Monday, October 25, 2010
Deathday: Poe Actor Vincent Price
Vincent Leonard Price II (May 27, 1911 – October 25, 1993) was an American actor, well known for his distinctive voice and serio-comic attitude in a series of horror films made in the latter part of his career.
In the 1960s, Price had a number of low-budget successes with Roger Corman and American International Pictures (AIP) including the Edgar Allan Poe adaptations House of Usher (1960), The Pit and the Pendulum (1961), Tales of Terror (1962), The Comedy of Terrors (1963) The Raven (1963), The Masque of the Red Death (1964), and The Tomb of Ligeia (1965). He also starred in The Last Man on Earth (1964), a film based on the Richard Matheson novel I Am Legend. In 1968 Price portrayed witchhunter Matthew Hopkins in Witchfinder General, which is also known as The Conqueror Worm.
Personal life
Price was married three times and fathered a son, named Vincent Barrett Price, with his first wife, former actress Edith Barrett. Price and his second wife Mary Grant Price donated hundreds of works of art and a large amount of money to East Los Angeles College in the early 1960s in order to endow the Vincent and Mary Price Gallery there. Their daughter, Mary Victoria Price, was born in 1962.

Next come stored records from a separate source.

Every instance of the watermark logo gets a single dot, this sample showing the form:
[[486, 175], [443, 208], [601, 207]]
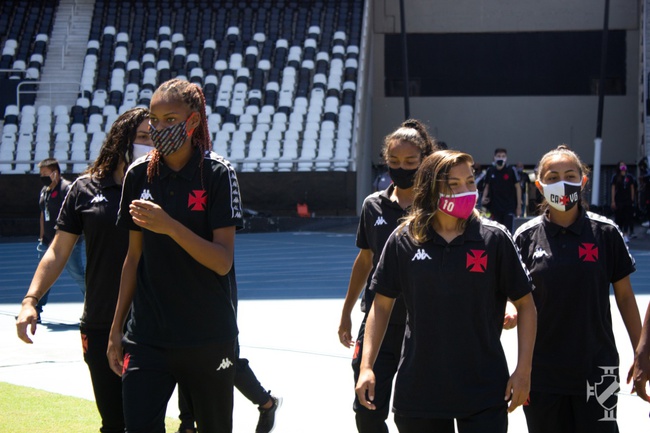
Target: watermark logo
[[605, 392]]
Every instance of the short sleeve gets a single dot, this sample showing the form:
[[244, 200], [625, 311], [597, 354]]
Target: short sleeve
[[69, 219], [124, 219], [515, 173], [624, 263], [225, 202]]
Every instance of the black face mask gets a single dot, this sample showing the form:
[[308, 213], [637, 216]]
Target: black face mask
[[403, 179]]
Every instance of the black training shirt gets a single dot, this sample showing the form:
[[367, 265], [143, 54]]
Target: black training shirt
[[178, 301], [91, 208], [452, 363], [572, 269], [379, 217], [502, 192]]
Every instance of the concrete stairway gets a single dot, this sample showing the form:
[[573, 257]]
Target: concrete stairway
[[63, 65]]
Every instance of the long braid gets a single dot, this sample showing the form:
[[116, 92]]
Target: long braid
[[414, 132], [192, 96], [118, 145]]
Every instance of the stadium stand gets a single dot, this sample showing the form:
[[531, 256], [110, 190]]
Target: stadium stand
[[279, 77]]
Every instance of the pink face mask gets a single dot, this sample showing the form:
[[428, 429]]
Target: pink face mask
[[458, 205]]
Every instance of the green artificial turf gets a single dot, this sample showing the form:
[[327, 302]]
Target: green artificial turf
[[28, 410]]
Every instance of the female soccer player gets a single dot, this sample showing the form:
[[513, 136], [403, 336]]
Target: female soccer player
[[181, 207], [573, 257], [455, 272]]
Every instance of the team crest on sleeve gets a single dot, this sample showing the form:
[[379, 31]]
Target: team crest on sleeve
[[588, 252], [476, 261], [380, 221], [539, 253], [197, 200], [146, 195], [99, 198]]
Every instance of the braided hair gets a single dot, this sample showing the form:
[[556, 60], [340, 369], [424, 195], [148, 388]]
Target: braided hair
[[431, 181], [414, 132], [191, 95], [118, 145]]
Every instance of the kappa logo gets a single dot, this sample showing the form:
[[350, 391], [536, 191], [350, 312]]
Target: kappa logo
[[420, 254], [476, 260], [605, 392], [84, 343], [197, 200], [146, 195], [99, 198], [588, 252], [539, 253], [125, 362], [380, 221], [225, 363]]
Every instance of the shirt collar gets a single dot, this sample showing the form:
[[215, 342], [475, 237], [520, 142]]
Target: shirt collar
[[472, 233], [575, 228], [385, 196], [105, 181], [188, 171]]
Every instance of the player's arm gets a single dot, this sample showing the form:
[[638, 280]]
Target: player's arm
[[124, 299], [518, 386], [217, 255], [518, 190], [641, 373], [358, 278], [48, 271], [626, 302], [376, 325]]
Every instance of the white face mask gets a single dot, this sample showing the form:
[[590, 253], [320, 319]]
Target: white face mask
[[562, 195], [140, 150]]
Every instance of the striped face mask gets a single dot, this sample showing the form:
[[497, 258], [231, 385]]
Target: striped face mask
[[170, 139]]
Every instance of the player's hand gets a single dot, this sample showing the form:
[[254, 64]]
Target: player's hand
[[150, 216], [345, 331], [115, 353], [640, 374], [365, 388], [27, 317]]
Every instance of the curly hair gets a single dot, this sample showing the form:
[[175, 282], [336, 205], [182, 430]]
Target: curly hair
[[412, 131], [191, 95], [430, 181], [118, 145]]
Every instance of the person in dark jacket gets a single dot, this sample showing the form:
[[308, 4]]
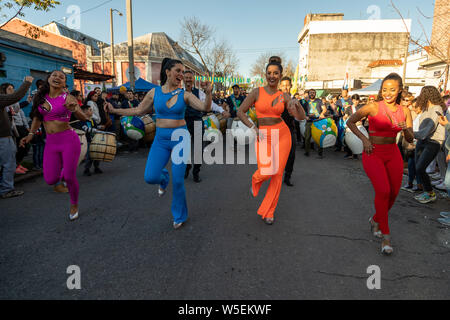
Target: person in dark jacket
[[7, 144]]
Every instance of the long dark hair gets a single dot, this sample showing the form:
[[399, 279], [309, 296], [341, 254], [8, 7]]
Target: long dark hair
[[5, 86], [39, 97], [167, 64], [396, 77], [429, 93], [275, 61]]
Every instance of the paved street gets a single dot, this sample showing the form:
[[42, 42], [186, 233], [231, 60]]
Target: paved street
[[319, 247]]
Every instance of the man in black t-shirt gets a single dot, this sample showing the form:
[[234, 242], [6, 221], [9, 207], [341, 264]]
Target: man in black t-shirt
[[234, 102], [315, 111], [285, 87]]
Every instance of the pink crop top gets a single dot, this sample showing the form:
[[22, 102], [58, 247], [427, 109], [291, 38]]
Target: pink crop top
[[58, 112], [382, 126]]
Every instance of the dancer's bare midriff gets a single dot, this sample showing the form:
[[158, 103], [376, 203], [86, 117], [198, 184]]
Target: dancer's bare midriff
[[269, 121], [170, 123]]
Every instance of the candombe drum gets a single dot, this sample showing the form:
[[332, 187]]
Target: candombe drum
[[83, 142], [133, 127], [223, 122], [324, 132], [252, 115], [150, 128], [353, 142], [243, 134], [103, 147]]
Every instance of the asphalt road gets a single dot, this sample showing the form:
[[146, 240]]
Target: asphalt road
[[319, 247]]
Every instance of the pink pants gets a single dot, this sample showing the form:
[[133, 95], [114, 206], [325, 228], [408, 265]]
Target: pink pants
[[61, 153], [384, 167]]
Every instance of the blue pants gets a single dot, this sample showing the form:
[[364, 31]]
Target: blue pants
[[178, 149], [7, 164]]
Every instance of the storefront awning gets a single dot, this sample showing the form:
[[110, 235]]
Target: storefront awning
[[80, 74]]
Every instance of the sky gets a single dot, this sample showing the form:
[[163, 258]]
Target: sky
[[252, 27]]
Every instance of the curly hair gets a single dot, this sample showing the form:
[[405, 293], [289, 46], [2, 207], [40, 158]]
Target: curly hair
[[429, 94], [396, 77], [39, 98], [5, 86], [275, 61]]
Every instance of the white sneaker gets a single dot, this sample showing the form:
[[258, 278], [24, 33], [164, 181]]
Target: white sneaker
[[441, 186], [435, 176], [73, 217], [161, 192]]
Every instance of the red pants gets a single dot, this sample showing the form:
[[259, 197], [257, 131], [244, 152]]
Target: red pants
[[272, 153], [384, 167]]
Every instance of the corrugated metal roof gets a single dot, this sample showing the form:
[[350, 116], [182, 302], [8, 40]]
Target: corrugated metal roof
[[155, 45], [74, 35], [385, 63]]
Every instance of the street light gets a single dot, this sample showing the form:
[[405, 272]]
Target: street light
[[113, 64]]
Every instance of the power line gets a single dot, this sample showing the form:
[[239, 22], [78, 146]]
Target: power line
[[252, 50], [88, 10]]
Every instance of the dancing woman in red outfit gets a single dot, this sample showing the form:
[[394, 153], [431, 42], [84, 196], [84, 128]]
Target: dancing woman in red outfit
[[382, 160]]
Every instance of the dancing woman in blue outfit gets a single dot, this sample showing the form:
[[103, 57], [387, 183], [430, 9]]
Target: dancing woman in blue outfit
[[169, 102]]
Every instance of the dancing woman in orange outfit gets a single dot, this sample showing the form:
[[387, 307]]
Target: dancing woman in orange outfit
[[273, 143]]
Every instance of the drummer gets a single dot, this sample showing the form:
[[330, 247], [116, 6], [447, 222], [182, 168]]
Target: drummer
[[315, 111], [90, 127], [234, 102], [351, 109], [193, 115], [342, 103]]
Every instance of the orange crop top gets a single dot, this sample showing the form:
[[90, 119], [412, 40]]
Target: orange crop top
[[263, 105]]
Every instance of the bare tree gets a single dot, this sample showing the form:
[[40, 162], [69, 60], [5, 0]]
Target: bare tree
[[221, 59], [196, 38], [438, 48]]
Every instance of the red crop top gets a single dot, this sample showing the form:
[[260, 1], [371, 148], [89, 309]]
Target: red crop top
[[382, 126], [57, 112], [263, 105]]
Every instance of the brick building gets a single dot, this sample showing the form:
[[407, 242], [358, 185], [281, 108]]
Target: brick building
[[149, 51], [331, 46], [56, 34]]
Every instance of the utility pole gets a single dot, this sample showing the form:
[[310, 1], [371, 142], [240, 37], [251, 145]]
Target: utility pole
[[101, 44], [130, 43], [113, 62], [406, 61]]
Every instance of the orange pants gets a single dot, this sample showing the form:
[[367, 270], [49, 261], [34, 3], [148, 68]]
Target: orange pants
[[272, 153]]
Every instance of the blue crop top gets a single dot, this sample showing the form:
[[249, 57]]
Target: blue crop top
[[176, 112]]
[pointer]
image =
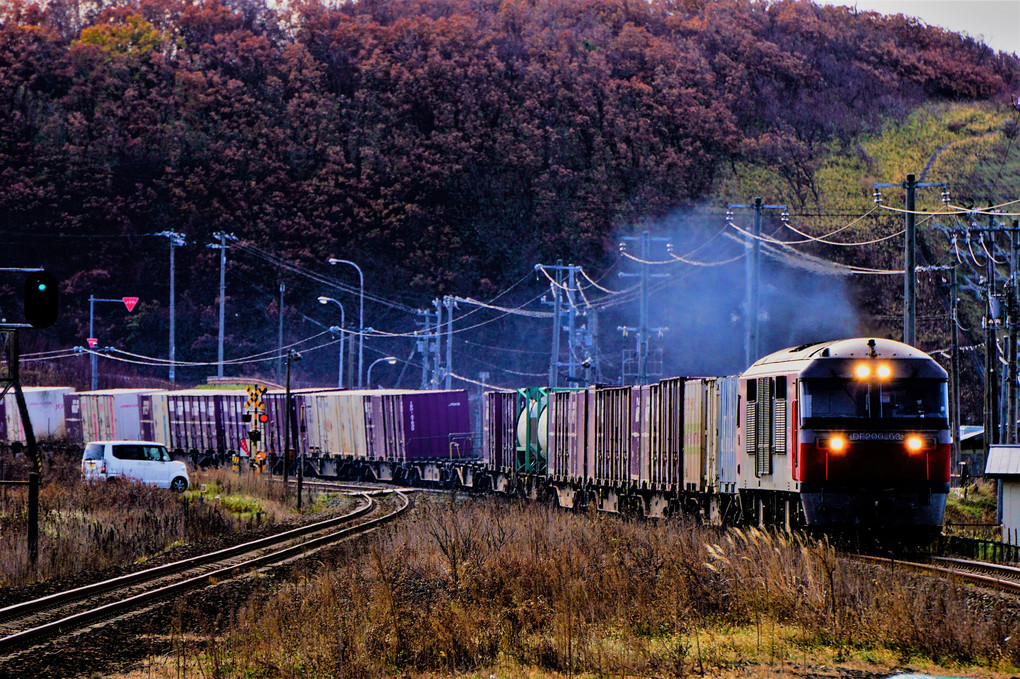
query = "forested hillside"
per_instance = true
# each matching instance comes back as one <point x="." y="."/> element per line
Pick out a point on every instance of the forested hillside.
<point x="449" y="146"/>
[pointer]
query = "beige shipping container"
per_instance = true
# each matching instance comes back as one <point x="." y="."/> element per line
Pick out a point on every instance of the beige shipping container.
<point x="694" y="433"/>
<point x="666" y="464"/>
<point x="46" y="409"/>
<point x="710" y="467"/>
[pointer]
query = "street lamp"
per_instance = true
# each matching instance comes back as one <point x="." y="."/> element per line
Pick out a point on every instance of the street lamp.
<point x="392" y="360"/>
<point x="361" y="314"/>
<point x="340" y="370"/>
<point x="176" y="240"/>
<point x="221" y="247"/>
<point x="292" y="356"/>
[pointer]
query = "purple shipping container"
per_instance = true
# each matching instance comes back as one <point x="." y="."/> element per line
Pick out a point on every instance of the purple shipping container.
<point x="273" y="430"/>
<point x="610" y="435"/>
<point x="501" y="430"/>
<point x="666" y="450"/>
<point x="72" y="419"/>
<point x="568" y="434"/>
<point x="203" y="419"/>
<point x="436" y="425"/>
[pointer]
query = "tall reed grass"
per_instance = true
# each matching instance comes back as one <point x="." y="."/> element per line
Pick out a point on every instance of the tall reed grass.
<point x="468" y="585"/>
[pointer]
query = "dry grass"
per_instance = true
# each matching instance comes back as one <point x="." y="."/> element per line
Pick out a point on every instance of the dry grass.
<point x="94" y="526"/>
<point x="476" y="585"/>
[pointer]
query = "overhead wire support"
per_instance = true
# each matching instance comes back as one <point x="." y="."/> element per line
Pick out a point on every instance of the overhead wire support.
<point x="753" y="276"/>
<point x="910" y="248"/>
<point x="643" y="330"/>
<point x="222" y="238"/>
<point x="567" y="298"/>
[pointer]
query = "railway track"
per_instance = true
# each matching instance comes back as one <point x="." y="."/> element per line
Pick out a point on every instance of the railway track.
<point x="28" y="623"/>
<point x="979" y="573"/>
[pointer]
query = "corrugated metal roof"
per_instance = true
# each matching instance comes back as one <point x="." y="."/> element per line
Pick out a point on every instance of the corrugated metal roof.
<point x="1003" y="461"/>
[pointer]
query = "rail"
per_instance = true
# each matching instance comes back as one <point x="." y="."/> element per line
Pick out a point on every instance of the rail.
<point x="282" y="547"/>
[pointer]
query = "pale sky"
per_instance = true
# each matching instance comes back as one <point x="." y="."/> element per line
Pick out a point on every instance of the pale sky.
<point x="996" y="22"/>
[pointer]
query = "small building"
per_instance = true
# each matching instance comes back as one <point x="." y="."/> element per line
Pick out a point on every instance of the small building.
<point x="1004" y="466"/>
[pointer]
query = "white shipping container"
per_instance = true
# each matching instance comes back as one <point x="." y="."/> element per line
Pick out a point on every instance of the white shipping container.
<point x="46" y="410"/>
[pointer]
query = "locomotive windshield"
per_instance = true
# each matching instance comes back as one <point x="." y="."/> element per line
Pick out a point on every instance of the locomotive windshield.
<point x="833" y="398"/>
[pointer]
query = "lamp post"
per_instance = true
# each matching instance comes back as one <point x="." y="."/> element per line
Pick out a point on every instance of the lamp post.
<point x="361" y="314"/>
<point x="176" y="240"/>
<point x="340" y="370"/>
<point x="392" y="360"/>
<point x="292" y="356"/>
<point x="221" y="247"/>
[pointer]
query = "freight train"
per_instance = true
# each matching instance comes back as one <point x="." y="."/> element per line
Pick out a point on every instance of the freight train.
<point x="835" y="435"/>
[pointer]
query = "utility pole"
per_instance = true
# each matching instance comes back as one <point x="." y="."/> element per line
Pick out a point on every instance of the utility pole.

Price's last marriage was to the Australian actress Coral Browne, who appeared with him (as one of his victims) in Theatre of Blood (1973). He converted to Catholicism to marry her, and she became a U.S. citizen for him.
Death
Price was a lifelong smoker. He had long suffered from emphysema and Parkinson's disease, which had forced his role in Edward Scissorhands to be much smaller than intended.
His illness also contributed to his retirement from Mystery, as his condition was becoming noticeable on-screen. He died of lung cancer on October 25, 1993. He was cremated and his ashes scattered off Point Dume in Malibu, California.